AMD Confirms FidelityFX Super Resolution (FSR) to Launch in 2021

This is AMD’s answer to Nvidia’s DLSS … how good is it? Well, your guess is as good as mine. Who knows … maybe AMD could come up with the goods to match Nvidia’s DLSS.

Taken from Videocardz … FidelityFX Super Resolution  focus on image quality

Scott Herkelman – CVP & GM at AMD Radeon – today confirmed that AMD’s super-resolution technology, the answer to NVIDIA DLSS is still in development but it AMD is aiming to launch it this year. He confirmed that the company still has a lot of work to do and it is still evaluating the actual technology behind the upscaling algorithm.

It’s progressing very well internally in our lab, but it’s our commitment to the gaming community that it needs to be open that it needs to work across all things and game developers need to adopt it. Even though it’s progressing well, we still have more work to do and not only internally but with our game developer partners. We want to launch it this year.

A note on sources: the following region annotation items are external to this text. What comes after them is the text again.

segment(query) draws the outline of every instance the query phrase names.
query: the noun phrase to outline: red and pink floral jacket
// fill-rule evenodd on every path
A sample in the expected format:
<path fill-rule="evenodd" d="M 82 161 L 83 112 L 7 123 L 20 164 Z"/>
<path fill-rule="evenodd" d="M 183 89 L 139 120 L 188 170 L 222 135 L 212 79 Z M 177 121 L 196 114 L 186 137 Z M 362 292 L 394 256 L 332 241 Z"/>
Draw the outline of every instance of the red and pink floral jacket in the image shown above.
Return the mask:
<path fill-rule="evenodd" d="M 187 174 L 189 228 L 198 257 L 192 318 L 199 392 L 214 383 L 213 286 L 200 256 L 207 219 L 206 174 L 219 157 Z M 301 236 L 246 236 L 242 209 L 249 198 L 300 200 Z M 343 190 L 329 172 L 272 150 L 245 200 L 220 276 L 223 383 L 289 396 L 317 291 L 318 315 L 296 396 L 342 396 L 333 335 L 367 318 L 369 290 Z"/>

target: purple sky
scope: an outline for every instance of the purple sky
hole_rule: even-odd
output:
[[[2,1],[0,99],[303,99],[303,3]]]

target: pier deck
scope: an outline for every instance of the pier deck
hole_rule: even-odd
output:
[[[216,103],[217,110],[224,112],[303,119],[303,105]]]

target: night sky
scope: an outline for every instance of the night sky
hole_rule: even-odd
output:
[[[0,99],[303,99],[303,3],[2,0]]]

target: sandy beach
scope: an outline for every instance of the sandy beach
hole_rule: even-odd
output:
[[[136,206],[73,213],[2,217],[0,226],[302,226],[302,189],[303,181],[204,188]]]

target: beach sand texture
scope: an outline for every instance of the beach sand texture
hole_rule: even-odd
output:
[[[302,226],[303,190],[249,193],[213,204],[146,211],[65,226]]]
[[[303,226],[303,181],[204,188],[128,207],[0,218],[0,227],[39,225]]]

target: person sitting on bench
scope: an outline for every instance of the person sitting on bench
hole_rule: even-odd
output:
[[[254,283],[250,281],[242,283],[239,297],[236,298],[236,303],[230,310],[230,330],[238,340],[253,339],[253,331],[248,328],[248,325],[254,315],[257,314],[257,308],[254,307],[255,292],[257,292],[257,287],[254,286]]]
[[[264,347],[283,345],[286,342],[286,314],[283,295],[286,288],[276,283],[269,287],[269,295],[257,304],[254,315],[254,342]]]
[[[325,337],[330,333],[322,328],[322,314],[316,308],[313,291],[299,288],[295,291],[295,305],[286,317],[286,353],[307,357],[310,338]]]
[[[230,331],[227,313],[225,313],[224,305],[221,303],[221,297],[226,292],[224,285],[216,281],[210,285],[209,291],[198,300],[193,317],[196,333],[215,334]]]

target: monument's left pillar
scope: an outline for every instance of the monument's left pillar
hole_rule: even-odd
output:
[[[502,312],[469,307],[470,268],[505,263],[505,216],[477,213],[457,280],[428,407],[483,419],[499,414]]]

We belive we can do that this year, but at the same time we a lot more work ahead of us. We need to make sure the image quality is there. We need to make sure it can scale from different resolutions. And at the same time that our game developers are happy with what we are producing.

— Scott Herkelman

 

SR the official acronym of FidelityFX Super Resolution

It is not FFS, nor it is FXSS, the actually officially acronym for NVIDIA DLSS competitor is FSR, Scott Herkelman confirmed during the interview:

It’s probably one of the biggest software initiatives we have internally because we know how important it is if you want to turn on ray tracing that you don’t just wanna have that competitive hit or your GPU get hit so hard. The FSR (that will be called the acronym), is something key to us to launch this year, but it’s gonna a little bit more time. We are progressing well, but we still have some work to do.

— Scott Herkelman

Not necessarily based on machine learning

Interestingly it was mentioned that FSR may not actually be based on machine learning like NVIDIA DLSS is. This is actually not very surprising considering that RDNA GPUs do not have tensor cores, specialized cores accelerating machine learning computations. The Microsoft DirectML implementation of super-resolution does not need Tensor cores either.

You don’t need machine learning to do it, you can do this many different ways and we are evaluating many different ways. What matters the most to us is what game developers want to use because if at the end of the day it is just for us, we force people to do it, it is not a good outcome. We would rather say: gaming community, which one of these techniques would you rather see us implement so that this way it can be immediately spread across the industry and hopefully cross-platform.

— Scott Herkelman

Although Scott did say that the plan for the technology is to spread it across platforms, the goal right now is to launch FSR for PCs first. This is AMD’s current priority. AMD wants the technology to become open and cross-platform. The details on specific GPU support, launch timeframe, or possible future updates have not been shared.